The Blake Project, the brand consultancy behind Branding Strategy Insider, delivers interactive brand education workshops and keynote speeches designed to align marketers on essential concepts in brand management and empower them to release the full potential of the brands they manage.
In the grand old comedy “The Sunshine Boys,” two aging vaudevillians are discussing comedy itself. One informs the other that words with K and P sounds are funny. Therefore, words such as chicken, pickle and porcupine are funny. But other letters and words – horse, lettuce and dog – are not.
What’s going on here? Language experts will tell you that we just react differently to certain sounds.
And the letters those old-timers were discussing? They were “plosives.” A plosive is a bit of language that pops out of your mouth and draws attention to itself. A plosive is a “stopper” that makes us pause for emphasis when we say it.
The letters B, C, D, K, P and T are all plosives.
Which is why someone once said that the old advertising agency name Batten Barton Durstine and Osborn (BBD&O) sounds “like a trunk bouncing down a flight of stairs.”

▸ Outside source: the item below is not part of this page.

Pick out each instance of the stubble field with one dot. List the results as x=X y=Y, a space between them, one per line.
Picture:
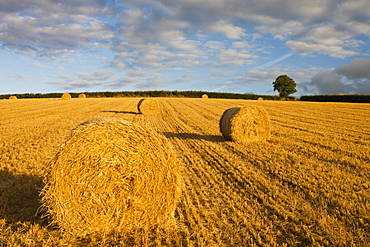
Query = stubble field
x=308 y=185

What’s especially interesting is that brand names beginning with plosives have higher recall scores than non-plosive names. Several studies of top brand names have made that point. Examples: Bic, Coca-Cola, Kellogg’s, Kodak, Pioneer, etc.
And a disproportionate percentage of brands today start with the same three plosive letters: C, K and P. Bottom line: It makes linguistic sense to start a brand name with a positive, potent plosive to achieve greater recall with consumers.